District 203 to provide free weekly COVID-19 testing
September 23, 2021
District 203 will offer all students and staff free diagnostic COVID-19 screenings weekly, tentatively set to start the week of Sept. 27.
SHIELD Illinois, an organization affiliated with the University of Illinois system, will process the tests, while the district has contracted a third party operator, HRSupportPros, to collect and deliver test samples to laboratory sites.
Families can choose to opt out of testing anytime, and as of Sept. 21, about 38% of Central families are no longer planning to participate, Naperville Central Principal Bill Wiesbrook said.
Students will participate in testing during their communication arts classes on Mondays and Fridays in the gymnastics gym.
“Our focus is to minimize [testing during] instructional time to the greatest degree possible,” said Dr. Patrick Nolten, Assistant Superintendent of Assessment and Accountability at District 203. “There are some limitations. You can’t do this within an hour of having eaten or drank anything.”
Despite those parameters, Nolten says the testing can still go quickly and conveniently.
“This operational partner, if set up properly, can do from about 70-100 kids an hour,” he said.
SHIELD Illinois is also working on obtaining approval for non-observed testing, said Alex Quigley, assistant director of marketing for SHIELD Illinois, which would allow for tests students could take home to complete.

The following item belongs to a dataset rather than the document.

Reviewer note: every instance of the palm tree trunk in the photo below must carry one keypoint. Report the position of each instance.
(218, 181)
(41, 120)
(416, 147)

Testing itself first involves an identity match, where staff scan student identification and vials with adhered QR codes. Then, students will drool into their vials at least two milliliters of saliva. The whole process takes three to four minutes on average, Quigley said.
Unlike the surveillance testing provided by Safeguard Surveillance last school year, SHIELD Illinois uses reverse transcriptase polymerase chain reaction tests.
“That is the gold standard for detecting the genetic parts of SARS-CoV-2, the virus that causes COVID,” Quigley said. “If those viral particles are in the sample, they’re going to get found.”
The tests have a specificity of 98.9% and a sensitivity of 96.8%, according to a University of Illinois study, which correlates to a 1.1% false positive rate and 3.2% false negative rate.
The main purpose of this year’s screenings is also different.
“Surveillance testing involves trying to get a sense of incidents across large samples of a population,” Nolten said. “We’re not trying to estimate based on sample through a larger population. We are specifically providing an opportunity for screening that’s elective.”
And while final statistics on how many students have been opted out of the testing haven’t been pinpointed yet, the participation rate across the district is a solid majority, Nolten said.
Students and families can expect to find their results on an online portal within 24 hours of testing, and will be notified in the case of a positive test, Quigley said.
The district, on the other hand, along with the DuPage County Public Health Department and Illinois Department of Public Health, will receive information on positive, negative and inconclusive tests.
Upon receiving a positive test, students or staff must quarantine according to guidelines set forth by the different public health departments, even if they are vaccinated or asymptomatic.
For now, it is up to individual teachers to communicate with and provide instruction to students in quarantine, though the district has not required any minimum of synchronous or asynchronous learning time for them.
SHIELD Illinois has prevented “hundreds of outbreaks from happening already,” Quigley said.
“We want to get to a point where we don’t feel this is needed,” he said. “But we’re not there.”